A genetic analysis of the tumor and graft tissue in the transplanted kidney was conducted. DNA was extracted from paraffin-embedded blocks. Chimerism assessment was performed using polymerase chain reaction (PCR) with electrophoretic detection, based on the analysis of chromosomal DNA. This method identifies and compares specific genetic markers known as short tandem repeats (STRs) in various loci within the tissue samples of the transplanted kidney and the tumor. Each person inherits two STR sequences within a single locus, and STRs occur at different loci with different frequencies in the population. Thus, analyzing a greater number of loci allows for the identification of more informative alleles for chimerism analysis. The number of loci analyzed is crucial in chimerism testing. We tested 7 STR loci: FGA (FIBRA), D8S639, THO1 (TC11), HUNvWFA31, D19S246, D21S11, D18S51. Additionally, the VHL gene in the transplanted kidney tumor was analyzed. The material was obtained from paraffin blocks following histological evaluation. DNA sequencing was performed using the Sanger method, particularly focusing on the most common mutations in exons 1, 2, and 3 of the VHL gene.

A genetic study was possible in patients with sufficient volume of tissue in paraffin blocks for DNA isolation.

Statistical processing

Statistical data analysis was conducted using the Statistica for Windows v.12.0 software package by StatSoft Inc. (USA). Data were presented as median (Me) and interquartile ranges (Q1-Q3). The differences were considered statistically significant at p < 0.05.

The follow-up period of the patients was as follows 3.6 [2.1–5.3] years.

Among all patients who underwent kidney transplant and were monitored at the Moscow City Nephrology Center, the proportion of adult men was 57.52% (1881 people), while the female proportion was 42.48% (1389 people). The age of the patients ranged from 18 to 84 years, with an average of 41.3 ± 12.5 years. It is also worth noting that among patients with verified cancer of a transplanted kidney, the proportion of men was 51.6% (16 people), and women − 48.4% (15 people). The age distribution of patients with RCC allograft was predominantly within the range of 26 to 69 years, with an average age of 51.8 ± 8.5 years.

Incidence of RCC in a transplanted kidney

The overall incidence of renal cell carcinoma (RCC) in kidney transplants was 0.95%. All RCC were detected in the long-term period after kidney transplantation, the time from transplantation to RCC development ranged from 2 to 25 years, with an average of 8.4 years. The size of the RCC was 24 [17–30] mm. Pathomorphological examinations revealed clear-cell RCC in 20 patients (64.5%) and papillary RCC in 11 patients (34.5%). The average time to the development of clear-cell RCC was 9.9 years, compared to 5.5 years for papillary RCC.

Surgical treatment of RCC in transplanted kidney

According to the RCC treatment protocols used in our center, chemotherapy and/or immunotherapy before surgical or ablative treatment were not performed in any patient of the study group.
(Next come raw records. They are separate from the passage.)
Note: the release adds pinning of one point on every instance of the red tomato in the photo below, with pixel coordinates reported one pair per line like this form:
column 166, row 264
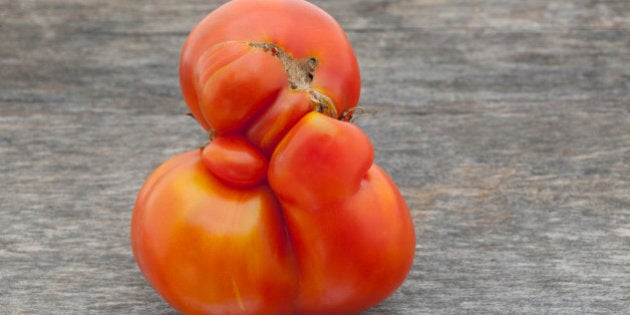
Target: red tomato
column 284, row 211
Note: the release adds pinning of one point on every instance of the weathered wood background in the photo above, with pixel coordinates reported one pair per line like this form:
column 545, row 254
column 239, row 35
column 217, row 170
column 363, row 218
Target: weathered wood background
column 506, row 124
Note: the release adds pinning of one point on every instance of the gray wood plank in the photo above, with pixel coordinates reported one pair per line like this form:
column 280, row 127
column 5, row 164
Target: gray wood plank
column 505, row 123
The surgical treatment was performed in 29 patients (94%): 28 patients underwent laparoscopic organ-preserving resection of the neoplasm-bearing kidney graft, histologically it was confirmed that the resection was performed within healthy tissues; one patient underwent laparoscopic transplantectomy due to extensive tumor involvement. The median duration of surgical intervention in the patient group with intraoperative minimally invasive ultrasound navigation was 135 min (117.5–144 min), compared to 123 min (112.5–144.5 min) in the group without navigation. The median ischemia time was significantly lower in the ultrasound guidance group at 24 min (20–25 min) versus 29 min (24–32 min) in the group without additional imaging (p < 0.05). Intraoperative blood loss ranged from 50 to 500 ml, and averaged approximately 162 ml. In case of opening of the collecting system of the kidney, the defect was also sutured with intracorporeal interrupted sutures. In one case, given the large size of the tumor, the calyx was cut off from the fornix, followed by the formation of a fornical-calyceal anastomosis. After laparoscopic resection of the transplanted kidney with the tumor, all patients experienced maintained function of the kidney transplant, despite a transient increase in serum nitrogenous base levels and a reduction in urine output. Specifically, the average serum creatinine level prior to surgical treatment and 12–18 h post-laparoscopic resection were 187.1 µmol/L and 232.4 µmol/L, respectively (p < 0.05). A decrease in average creatinine levels to nearly preoperative values was observed on postoperative day 6 and 7, reaching 192.5 µmol/L. No recurrence of RCC in the area of resection was observed in any of the patients during the follow-up period.

Genetic insights

The extraction of DNA from paraffin-embedded blocks of tumor and transplanted kidney tissue, obtained at post-histological examination, was successful in only 11 out of 31 patients. A 100% match was observed between the DNA markers of the transplanted kidney tumor and the DNA from the unaffected transplanted kidney tissue. A study of the VHL gene in the context of clear-cell RCC in transplanted kidneys was possible in 7 tissue samples. Mutations in the exons of VHL gene were identified in 5 of these samples (71.4%). Specifically, a c.221_222 TC > AT substitution in exon 1 of the VHL gene was detected, leading to a p.Val74Asp amino acid substitution (Fig. 1).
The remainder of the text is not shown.